MENSCHEN

von Redaktion

Nach dem Tod einer Kamerafrau durch eine vermeintlich ungefährliche Requisitenwaffe bei einem Filmdreh mit Hollywood-Star Alec Baldwin sind neue Details ans Licht gekommen. Wie der Sender CNN und andere US-Medien berichteten, war der Regieassistent, der Baldwin die Waffe übergab, 2019 wegen eines ähnlichen Vorfalls bei einem Film entlassen worden. Bei dem Dreh zu „Freedom’s Path“ sei damals ein Tontechnik-Mitarbeiter leicht verletzt worden, nachdem unerwartet eine Requisitenwaffe losgegangen sei, hieß es unter Berufung auf die Produktionsfirma des Films. Der Mann wurde daraufhin entlassen.
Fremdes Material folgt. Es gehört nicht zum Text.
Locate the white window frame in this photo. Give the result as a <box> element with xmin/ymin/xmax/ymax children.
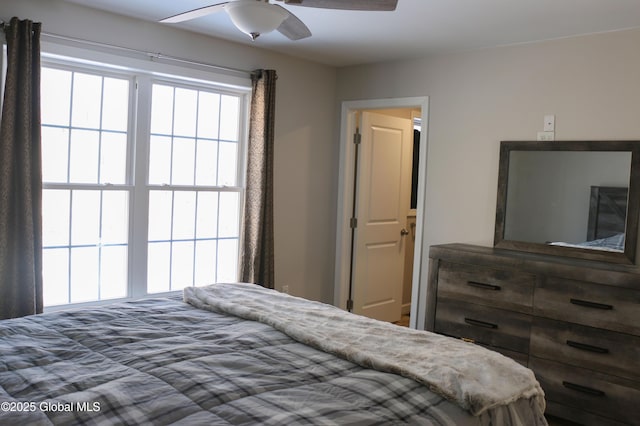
<box><xmin>41</xmin><ymin>43</ymin><xmax>251</xmax><ymax>311</ymax></box>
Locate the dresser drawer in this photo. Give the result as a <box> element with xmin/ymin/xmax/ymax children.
<box><xmin>530</xmin><ymin>318</ymin><xmax>640</xmax><ymax>380</ymax></box>
<box><xmin>438</xmin><ymin>262</ymin><xmax>536</xmax><ymax>313</ymax></box>
<box><xmin>529</xmin><ymin>356</ymin><xmax>640</xmax><ymax>425</ymax></box>
<box><xmin>534</xmin><ymin>276</ymin><xmax>640</xmax><ymax>335</ymax></box>
<box><xmin>435</xmin><ymin>297</ymin><xmax>531</xmax><ymax>353</ymax></box>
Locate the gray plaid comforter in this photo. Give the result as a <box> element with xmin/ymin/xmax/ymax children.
<box><xmin>0</xmin><ymin>299</ymin><xmax>520</xmax><ymax>426</ymax></box>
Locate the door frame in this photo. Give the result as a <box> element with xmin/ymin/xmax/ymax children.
<box><xmin>333</xmin><ymin>96</ymin><xmax>429</xmax><ymax>328</ymax></box>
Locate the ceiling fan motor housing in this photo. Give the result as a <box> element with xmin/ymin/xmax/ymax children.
<box><xmin>224</xmin><ymin>0</ymin><xmax>288</xmax><ymax>40</ymax></box>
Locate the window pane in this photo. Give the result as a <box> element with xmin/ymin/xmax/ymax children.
<box><xmin>149</xmin><ymin>136</ymin><xmax>171</xmax><ymax>185</ymax></box>
<box><xmin>171</xmin><ymin>241</ymin><xmax>193</xmax><ymax>290</ymax></box>
<box><xmin>71</xmin><ymin>73</ymin><xmax>102</xmax><ymax>129</ymax></box>
<box><xmin>173</xmin><ymin>191</ymin><xmax>196</xmax><ymax>240</ymax></box>
<box><xmin>100</xmin><ymin>132</ymin><xmax>127</xmax><ymax>184</ymax></box>
<box><xmin>42</xmin><ymin>189</ymin><xmax>71</xmax><ymax>247</ymax></box>
<box><xmin>149</xmin><ymin>191</ymin><xmax>173</xmax><ymax>241</ymax></box>
<box><xmin>173</xmin><ymin>88</ymin><xmax>198</xmax><ymax>137</ymax></box>
<box><xmin>42</xmin><ymin>127</ymin><xmax>69</xmax><ymax>182</ymax></box>
<box><xmin>100</xmin><ymin>191</ymin><xmax>129</xmax><ymax>244</ymax></box>
<box><xmin>102</xmin><ymin>78</ymin><xmax>129</xmax><ymax>132</ymax></box>
<box><xmin>194</xmin><ymin>240</ymin><xmax>216</xmax><ymax>286</ymax></box>
<box><xmin>218</xmin><ymin>142</ymin><xmax>238</xmax><ymax>186</ymax></box>
<box><xmin>151</xmin><ymin>84</ymin><xmax>173</xmax><ymax>135</ymax></box>
<box><xmin>40</xmin><ymin>67</ymin><xmax>71</xmax><ymax>126</ymax></box>
<box><xmin>71</xmin><ymin>191</ymin><xmax>100</xmax><ymax>245</ymax></box>
<box><xmin>196</xmin><ymin>139</ymin><xmax>218</xmax><ymax>186</ymax></box>
<box><xmin>42</xmin><ymin>248</ymin><xmax>69</xmax><ymax>306</ymax></box>
<box><xmin>147</xmin><ymin>243</ymin><xmax>171</xmax><ymax>293</ymax></box>
<box><xmin>69</xmin><ymin>130</ymin><xmax>100</xmax><ymax>183</ymax></box>
<box><xmin>171</xmin><ymin>138</ymin><xmax>196</xmax><ymax>185</ymax></box>
<box><xmin>71</xmin><ymin>247</ymin><xmax>100</xmax><ymax>303</ymax></box>
<box><xmin>100</xmin><ymin>246</ymin><xmax>128</xmax><ymax>300</ymax></box>
<box><xmin>198</xmin><ymin>92</ymin><xmax>220</xmax><ymax>139</ymax></box>
<box><xmin>196</xmin><ymin>192</ymin><xmax>218</xmax><ymax>238</ymax></box>
<box><xmin>218</xmin><ymin>192</ymin><xmax>239</xmax><ymax>238</ymax></box>
<box><xmin>217</xmin><ymin>239</ymin><xmax>238</xmax><ymax>283</ymax></box>
<box><xmin>220</xmin><ymin>95</ymin><xmax>240</xmax><ymax>141</ymax></box>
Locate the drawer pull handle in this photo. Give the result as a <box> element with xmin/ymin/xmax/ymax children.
<box><xmin>467</xmin><ymin>281</ymin><xmax>501</xmax><ymax>291</ymax></box>
<box><xmin>567</xmin><ymin>340</ymin><xmax>609</xmax><ymax>354</ymax></box>
<box><xmin>570</xmin><ymin>299</ymin><xmax>613</xmax><ymax>310</ymax></box>
<box><xmin>562</xmin><ymin>382</ymin><xmax>605</xmax><ymax>396</ymax></box>
<box><xmin>464</xmin><ymin>318</ymin><xmax>498</xmax><ymax>328</ymax></box>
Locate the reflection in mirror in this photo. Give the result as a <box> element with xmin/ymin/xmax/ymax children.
<box><xmin>494</xmin><ymin>141</ymin><xmax>640</xmax><ymax>263</ymax></box>
<box><xmin>504</xmin><ymin>151</ymin><xmax>631</xmax><ymax>252</ymax></box>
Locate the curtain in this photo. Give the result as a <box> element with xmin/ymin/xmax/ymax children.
<box><xmin>239</xmin><ymin>70</ymin><xmax>277</xmax><ymax>288</ymax></box>
<box><xmin>0</xmin><ymin>18</ymin><xmax>42</xmax><ymax>319</ymax></box>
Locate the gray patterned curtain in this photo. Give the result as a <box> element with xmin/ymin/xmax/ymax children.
<box><xmin>239</xmin><ymin>70</ymin><xmax>277</xmax><ymax>288</ymax></box>
<box><xmin>0</xmin><ymin>18</ymin><xmax>42</xmax><ymax>319</ymax></box>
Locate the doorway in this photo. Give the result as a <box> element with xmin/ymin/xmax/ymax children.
<box><xmin>334</xmin><ymin>97</ymin><xmax>428</xmax><ymax>328</ymax></box>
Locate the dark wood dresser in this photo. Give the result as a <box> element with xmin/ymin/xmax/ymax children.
<box><xmin>426</xmin><ymin>244</ymin><xmax>640</xmax><ymax>426</ymax></box>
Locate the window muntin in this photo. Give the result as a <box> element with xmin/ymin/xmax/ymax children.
<box><xmin>42</xmin><ymin>61</ymin><xmax>246</xmax><ymax>306</ymax></box>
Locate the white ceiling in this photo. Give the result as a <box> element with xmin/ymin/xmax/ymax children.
<box><xmin>58</xmin><ymin>0</ymin><xmax>640</xmax><ymax>66</ymax></box>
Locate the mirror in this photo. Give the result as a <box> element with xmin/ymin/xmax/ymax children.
<box><xmin>494</xmin><ymin>141</ymin><xmax>640</xmax><ymax>264</ymax></box>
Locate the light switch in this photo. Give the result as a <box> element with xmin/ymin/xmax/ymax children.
<box><xmin>543</xmin><ymin>115</ymin><xmax>556</xmax><ymax>132</ymax></box>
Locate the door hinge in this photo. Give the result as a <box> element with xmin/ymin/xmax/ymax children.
<box><xmin>347</xmin><ymin>299</ymin><xmax>353</xmax><ymax>312</ymax></box>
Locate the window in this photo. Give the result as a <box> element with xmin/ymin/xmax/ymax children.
<box><xmin>147</xmin><ymin>84</ymin><xmax>240</xmax><ymax>293</ymax></box>
<box><xmin>42</xmin><ymin>61</ymin><xmax>246</xmax><ymax>306</ymax></box>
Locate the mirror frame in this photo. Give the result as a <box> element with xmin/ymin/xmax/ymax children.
<box><xmin>493</xmin><ymin>141</ymin><xmax>640</xmax><ymax>264</ymax></box>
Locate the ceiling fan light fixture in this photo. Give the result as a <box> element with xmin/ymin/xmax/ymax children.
<box><xmin>224</xmin><ymin>0</ymin><xmax>288</xmax><ymax>40</ymax></box>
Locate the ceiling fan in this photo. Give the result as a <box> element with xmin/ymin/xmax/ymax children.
<box><xmin>160</xmin><ymin>0</ymin><xmax>398</xmax><ymax>40</ymax></box>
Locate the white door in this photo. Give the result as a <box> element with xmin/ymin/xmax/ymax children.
<box><xmin>352</xmin><ymin>112</ymin><xmax>413</xmax><ymax>322</ymax></box>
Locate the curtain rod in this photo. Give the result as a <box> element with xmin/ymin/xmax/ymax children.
<box><xmin>0</xmin><ymin>20</ymin><xmax>253</xmax><ymax>77</ymax></box>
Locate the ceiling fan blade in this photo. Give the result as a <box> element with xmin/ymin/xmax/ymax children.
<box><xmin>274</xmin><ymin>5</ymin><xmax>311</xmax><ymax>40</ymax></box>
<box><xmin>284</xmin><ymin>0</ymin><xmax>398</xmax><ymax>12</ymax></box>
<box><xmin>160</xmin><ymin>1</ymin><xmax>229</xmax><ymax>24</ymax></box>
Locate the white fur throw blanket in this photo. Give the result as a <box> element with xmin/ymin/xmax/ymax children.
<box><xmin>184</xmin><ymin>283</ymin><xmax>545</xmax><ymax>415</ymax></box>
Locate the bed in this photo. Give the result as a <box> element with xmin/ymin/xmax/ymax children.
<box><xmin>551</xmin><ymin>186</ymin><xmax>629</xmax><ymax>252</ymax></box>
<box><xmin>0</xmin><ymin>283</ymin><xmax>546</xmax><ymax>426</ymax></box>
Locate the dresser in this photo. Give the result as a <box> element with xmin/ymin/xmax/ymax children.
<box><xmin>425</xmin><ymin>244</ymin><xmax>640</xmax><ymax>426</ymax></box>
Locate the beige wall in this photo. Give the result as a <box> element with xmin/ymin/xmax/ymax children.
<box><xmin>337</xmin><ymin>30</ymin><xmax>640</xmax><ymax>322</ymax></box>
<box><xmin>0</xmin><ymin>0</ymin><xmax>338</xmax><ymax>301</ymax></box>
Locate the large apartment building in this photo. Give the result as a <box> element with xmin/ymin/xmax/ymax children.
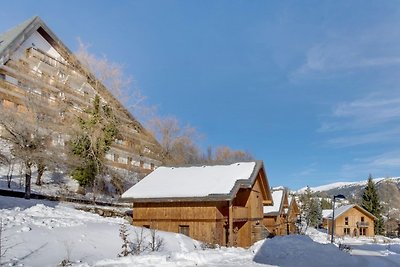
<box><xmin>0</xmin><ymin>17</ymin><xmax>163</xmax><ymax>184</ymax></box>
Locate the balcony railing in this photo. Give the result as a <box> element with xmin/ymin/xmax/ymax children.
<box><xmin>233</xmin><ymin>206</ymin><xmax>249</xmax><ymax>221</ymax></box>
<box><xmin>357</xmin><ymin>222</ymin><xmax>369</xmax><ymax>227</ymax></box>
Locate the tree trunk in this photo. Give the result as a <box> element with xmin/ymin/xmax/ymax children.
<box><xmin>36</xmin><ymin>163</ymin><xmax>46</xmax><ymax>186</ymax></box>
<box><xmin>25</xmin><ymin>162</ymin><xmax>32</xmax><ymax>199</ymax></box>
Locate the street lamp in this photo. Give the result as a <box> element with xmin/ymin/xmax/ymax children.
<box><xmin>331</xmin><ymin>194</ymin><xmax>346</xmax><ymax>243</ymax></box>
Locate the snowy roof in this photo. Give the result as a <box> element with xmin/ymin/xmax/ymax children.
<box><xmin>322</xmin><ymin>209</ymin><xmax>332</xmax><ymax>219</ymax></box>
<box><xmin>326</xmin><ymin>204</ymin><xmax>376</xmax><ymax>220</ymax></box>
<box><xmin>264</xmin><ymin>189</ymin><xmax>285</xmax><ymax>215</ymax></box>
<box><xmin>121</xmin><ymin>161</ymin><xmax>263</xmax><ymax>202</ymax></box>
<box><xmin>0</xmin><ymin>17</ymin><xmax>38</xmax><ymax>64</ymax></box>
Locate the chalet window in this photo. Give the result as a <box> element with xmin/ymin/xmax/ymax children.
<box><xmin>343</xmin><ymin>228</ymin><xmax>350</xmax><ymax>235</ymax></box>
<box><xmin>178</xmin><ymin>225</ymin><xmax>189</xmax><ymax>236</ymax></box>
<box><xmin>360</xmin><ymin>228</ymin><xmax>367</xmax><ymax>235</ymax></box>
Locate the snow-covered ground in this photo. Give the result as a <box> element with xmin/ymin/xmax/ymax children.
<box><xmin>0</xmin><ymin>197</ymin><xmax>400</xmax><ymax>267</ymax></box>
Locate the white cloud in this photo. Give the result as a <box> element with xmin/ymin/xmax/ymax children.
<box><xmin>291</xmin><ymin>21</ymin><xmax>400</xmax><ymax>79</ymax></box>
<box><xmin>340</xmin><ymin>150</ymin><xmax>400</xmax><ymax>178</ymax></box>
<box><xmin>318</xmin><ymin>92</ymin><xmax>400</xmax><ymax>132</ymax></box>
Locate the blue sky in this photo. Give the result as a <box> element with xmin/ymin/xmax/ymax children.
<box><xmin>0</xmin><ymin>0</ymin><xmax>400</xmax><ymax>189</ymax></box>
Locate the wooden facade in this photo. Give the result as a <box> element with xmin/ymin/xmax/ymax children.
<box><xmin>0</xmin><ymin>17</ymin><xmax>163</xmax><ymax>182</ymax></box>
<box><xmin>326</xmin><ymin>204</ymin><xmax>376</xmax><ymax>237</ymax></box>
<box><xmin>123</xmin><ymin>162</ymin><xmax>272</xmax><ymax>247</ymax></box>
<box><xmin>263</xmin><ymin>189</ymin><xmax>290</xmax><ymax>236</ymax></box>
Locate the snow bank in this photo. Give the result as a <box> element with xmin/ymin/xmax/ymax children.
<box><xmin>254</xmin><ymin>235</ymin><xmax>357</xmax><ymax>267</ymax></box>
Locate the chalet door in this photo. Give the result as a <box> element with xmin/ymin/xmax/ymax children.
<box><xmin>178</xmin><ymin>225</ymin><xmax>189</xmax><ymax>236</ymax></box>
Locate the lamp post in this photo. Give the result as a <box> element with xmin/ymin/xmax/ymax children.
<box><xmin>331</xmin><ymin>194</ymin><xmax>346</xmax><ymax>243</ymax></box>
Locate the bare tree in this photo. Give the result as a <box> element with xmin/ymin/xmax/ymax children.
<box><xmin>0</xmin><ymin>153</ymin><xmax>15</xmax><ymax>191</ymax></box>
<box><xmin>131</xmin><ymin>227</ymin><xmax>148</xmax><ymax>255</ymax></box>
<box><xmin>214</xmin><ymin>146</ymin><xmax>254</xmax><ymax>163</ymax></box>
<box><xmin>0</xmin><ymin>91</ymin><xmax>63</xmax><ymax>199</ymax></box>
<box><xmin>149</xmin><ymin>117</ymin><xmax>203</xmax><ymax>164</ymax></box>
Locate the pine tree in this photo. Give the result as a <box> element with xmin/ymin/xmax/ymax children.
<box><xmin>300</xmin><ymin>187</ymin><xmax>322</xmax><ymax>227</ymax></box>
<box><xmin>361</xmin><ymin>174</ymin><xmax>384</xmax><ymax>235</ymax></box>
<box><xmin>70</xmin><ymin>95</ymin><xmax>118</xmax><ymax>187</ymax></box>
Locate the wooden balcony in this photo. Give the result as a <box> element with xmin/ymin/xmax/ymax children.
<box><xmin>233</xmin><ymin>206</ymin><xmax>249</xmax><ymax>222</ymax></box>
<box><xmin>357</xmin><ymin>222</ymin><xmax>369</xmax><ymax>228</ymax></box>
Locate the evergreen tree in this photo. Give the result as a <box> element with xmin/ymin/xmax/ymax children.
<box><xmin>361</xmin><ymin>174</ymin><xmax>384</xmax><ymax>234</ymax></box>
<box><xmin>300</xmin><ymin>187</ymin><xmax>322</xmax><ymax>227</ymax></box>
<box><xmin>321</xmin><ymin>198</ymin><xmax>332</xmax><ymax>210</ymax></box>
<box><xmin>70</xmin><ymin>95</ymin><xmax>118</xmax><ymax>187</ymax></box>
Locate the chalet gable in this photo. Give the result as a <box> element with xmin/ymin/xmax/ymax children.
<box><xmin>121</xmin><ymin>161</ymin><xmax>272</xmax><ymax>204</ymax></box>
<box><xmin>264</xmin><ymin>188</ymin><xmax>289</xmax><ymax>216</ymax></box>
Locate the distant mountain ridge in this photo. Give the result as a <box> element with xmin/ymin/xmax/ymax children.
<box><xmin>296</xmin><ymin>177</ymin><xmax>400</xmax><ymax>194</ymax></box>
<box><xmin>296</xmin><ymin>177</ymin><xmax>400</xmax><ymax>220</ymax></box>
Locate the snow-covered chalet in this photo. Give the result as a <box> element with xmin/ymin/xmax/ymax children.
<box><xmin>121</xmin><ymin>161</ymin><xmax>273</xmax><ymax>247</ymax></box>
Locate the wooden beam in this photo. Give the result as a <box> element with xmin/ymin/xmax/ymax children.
<box><xmin>228</xmin><ymin>201</ymin><xmax>233</xmax><ymax>247</ymax></box>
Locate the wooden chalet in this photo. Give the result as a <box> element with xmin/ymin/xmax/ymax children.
<box><xmin>122</xmin><ymin>161</ymin><xmax>272</xmax><ymax>247</ymax></box>
<box><xmin>263</xmin><ymin>188</ymin><xmax>289</xmax><ymax>236</ymax></box>
<box><xmin>286</xmin><ymin>196</ymin><xmax>300</xmax><ymax>234</ymax></box>
<box><xmin>326</xmin><ymin>204</ymin><xmax>376</xmax><ymax>237</ymax></box>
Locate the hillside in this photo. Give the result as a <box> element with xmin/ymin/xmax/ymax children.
<box><xmin>297</xmin><ymin>177</ymin><xmax>400</xmax><ymax>218</ymax></box>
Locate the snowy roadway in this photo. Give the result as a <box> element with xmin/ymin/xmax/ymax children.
<box><xmin>0</xmin><ymin>197</ymin><xmax>400</xmax><ymax>267</ymax></box>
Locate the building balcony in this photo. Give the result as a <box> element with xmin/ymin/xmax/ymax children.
<box><xmin>357</xmin><ymin>222</ymin><xmax>369</xmax><ymax>228</ymax></box>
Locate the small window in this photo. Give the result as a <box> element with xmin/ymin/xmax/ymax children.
<box><xmin>179</xmin><ymin>225</ymin><xmax>189</xmax><ymax>236</ymax></box>
<box><xmin>343</xmin><ymin>228</ymin><xmax>350</xmax><ymax>235</ymax></box>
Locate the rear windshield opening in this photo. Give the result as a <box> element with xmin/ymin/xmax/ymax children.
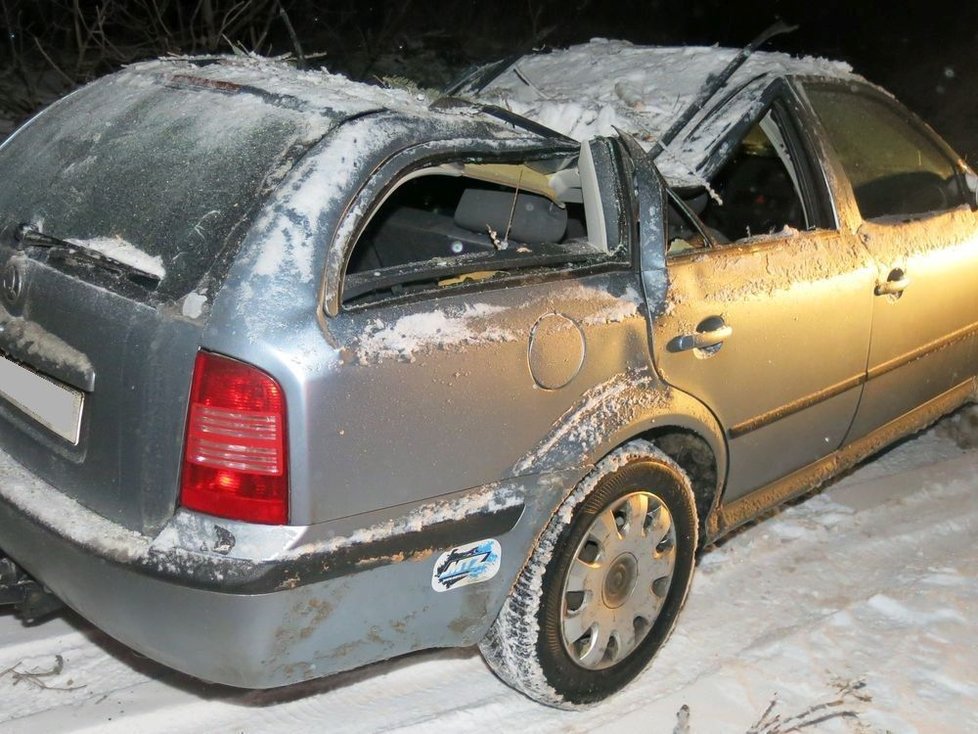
<box><xmin>348</xmin><ymin>175</ymin><xmax>587</xmax><ymax>273</ymax></box>
<box><xmin>344</xmin><ymin>154</ymin><xmax>618</xmax><ymax>305</ymax></box>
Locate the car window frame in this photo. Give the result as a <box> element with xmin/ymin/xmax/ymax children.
<box><xmin>323</xmin><ymin>138</ymin><xmax>637</xmax><ymax>316</ymax></box>
<box><xmin>796</xmin><ymin>76</ymin><xmax>975</xmax><ymax>230</ymax></box>
<box><xmin>665</xmin><ymin>82</ymin><xmax>841</xmax><ymax>262</ymax></box>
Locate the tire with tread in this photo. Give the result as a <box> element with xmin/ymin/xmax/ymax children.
<box><xmin>479</xmin><ymin>440</ymin><xmax>698</xmax><ymax>709</ymax></box>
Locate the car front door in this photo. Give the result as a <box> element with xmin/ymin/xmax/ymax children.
<box><xmin>643</xmin><ymin>99</ymin><xmax>876</xmax><ymax>502</ymax></box>
<box><xmin>806</xmin><ymin>83</ymin><xmax>978</xmax><ymax>440</ymax></box>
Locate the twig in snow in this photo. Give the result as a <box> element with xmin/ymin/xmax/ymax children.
<box><xmin>0</xmin><ymin>655</ymin><xmax>85</xmax><ymax>691</ymax></box>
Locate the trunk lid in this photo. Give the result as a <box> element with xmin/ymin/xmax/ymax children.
<box><xmin>0</xmin><ymin>62</ymin><xmax>346</xmax><ymax>533</ymax></box>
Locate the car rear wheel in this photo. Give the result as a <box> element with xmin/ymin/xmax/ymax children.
<box><xmin>480</xmin><ymin>441</ymin><xmax>697</xmax><ymax>708</ymax></box>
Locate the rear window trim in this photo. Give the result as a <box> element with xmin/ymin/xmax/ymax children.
<box><xmin>332</xmin><ymin>146</ymin><xmax>635</xmax><ymax>315</ymax></box>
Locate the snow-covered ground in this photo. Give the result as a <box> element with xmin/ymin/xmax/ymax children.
<box><xmin>0</xmin><ymin>422</ymin><xmax>978</xmax><ymax>734</ymax></box>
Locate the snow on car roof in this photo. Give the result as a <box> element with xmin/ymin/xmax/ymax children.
<box><xmin>468</xmin><ymin>39</ymin><xmax>859</xmax><ymax>183</ymax></box>
<box><xmin>123</xmin><ymin>54</ymin><xmax>438</xmax><ymax>117</ymax></box>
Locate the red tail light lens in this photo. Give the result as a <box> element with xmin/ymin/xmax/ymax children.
<box><xmin>180</xmin><ymin>352</ymin><xmax>289</xmax><ymax>525</ymax></box>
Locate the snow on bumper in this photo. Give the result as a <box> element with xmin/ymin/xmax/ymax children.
<box><xmin>0</xmin><ymin>452</ymin><xmax>574</xmax><ymax>688</ymax></box>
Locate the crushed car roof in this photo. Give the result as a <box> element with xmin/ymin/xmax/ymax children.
<box><xmin>462</xmin><ymin>39</ymin><xmax>860</xmax><ymax>184</ymax></box>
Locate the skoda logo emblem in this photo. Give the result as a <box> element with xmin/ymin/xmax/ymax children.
<box><xmin>0</xmin><ymin>263</ymin><xmax>24</xmax><ymax>306</ymax></box>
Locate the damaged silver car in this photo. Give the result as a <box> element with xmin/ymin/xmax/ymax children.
<box><xmin>0</xmin><ymin>36</ymin><xmax>978</xmax><ymax>707</ymax></box>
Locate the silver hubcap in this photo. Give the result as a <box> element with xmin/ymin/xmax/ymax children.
<box><xmin>560</xmin><ymin>492</ymin><xmax>676</xmax><ymax>670</ymax></box>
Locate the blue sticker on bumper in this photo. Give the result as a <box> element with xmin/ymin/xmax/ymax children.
<box><xmin>431</xmin><ymin>538</ymin><xmax>502</xmax><ymax>591</ymax></box>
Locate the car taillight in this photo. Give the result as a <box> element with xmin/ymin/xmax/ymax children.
<box><xmin>180</xmin><ymin>352</ymin><xmax>289</xmax><ymax>525</ymax></box>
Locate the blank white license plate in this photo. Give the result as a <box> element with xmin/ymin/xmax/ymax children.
<box><xmin>0</xmin><ymin>355</ymin><xmax>85</xmax><ymax>444</ymax></box>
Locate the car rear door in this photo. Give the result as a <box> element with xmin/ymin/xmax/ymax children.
<box><xmin>643</xmin><ymin>96</ymin><xmax>875</xmax><ymax>502</ymax></box>
<box><xmin>806</xmin><ymin>83</ymin><xmax>978</xmax><ymax>440</ymax></box>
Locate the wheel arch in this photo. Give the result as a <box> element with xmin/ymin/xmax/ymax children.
<box><xmin>514</xmin><ymin>369</ymin><xmax>727</xmax><ymax>543</ymax></box>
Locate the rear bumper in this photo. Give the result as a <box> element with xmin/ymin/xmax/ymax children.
<box><xmin>0</xmin><ymin>452</ymin><xmax>574</xmax><ymax>688</ymax></box>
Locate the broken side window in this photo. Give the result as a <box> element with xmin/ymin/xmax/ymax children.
<box><xmin>683</xmin><ymin>111</ymin><xmax>814</xmax><ymax>244</ymax></box>
<box><xmin>343</xmin><ymin>145</ymin><xmax>620</xmax><ymax>304</ymax></box>
<box><xmin>806</xmin><ymin>86</ymin><xmax>967</xmax><ymax>220</ymax></box>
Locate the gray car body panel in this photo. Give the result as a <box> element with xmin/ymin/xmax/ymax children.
<box><xmin>0</xmin><ymin>53</ymin><xmax>978</xmax><ymax>687</ymax></box>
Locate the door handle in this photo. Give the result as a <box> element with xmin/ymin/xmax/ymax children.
<box><xmin>874</xmin><ymin>268</ymin><xmax>910</xmax><ymax>296</ymax></box>
<box><xmin>669</xmin><ymin>316</ymin><xmax>733</xmax><ymax>352</ymax></box>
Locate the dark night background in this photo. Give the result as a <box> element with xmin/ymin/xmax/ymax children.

Medienberichten zufolge ereignete sich das Unglück von der vergangenen Woche, als Baldwin eine Szene probte, in der er die Pistole aus dem Gürtelholster ziehen und – auf die Kamera gerichtet – schießen sollte. Joel Souza habe zu diesem Zeitpunkt hinter Kamerafrau Halyna Hutchins gestanden und ihr über die Schulter geschaut. Kameramann Reid Russell stand zu diesem Zeitpunkt neben den beiden. Seine Aussagen fasst die Polizei so zusammen: „Reid erinnert sich, dass (Regisseur) Joel Blunt Blut an seinem Körper hat. Halyna sagt, sie könne ihre Beine nicht mehr spüren.“ Das waren ihre letzten Worte. Die Sanitäter können ihr nicht mehr helfen. Sie stirbt wenig später im Krankenhaus.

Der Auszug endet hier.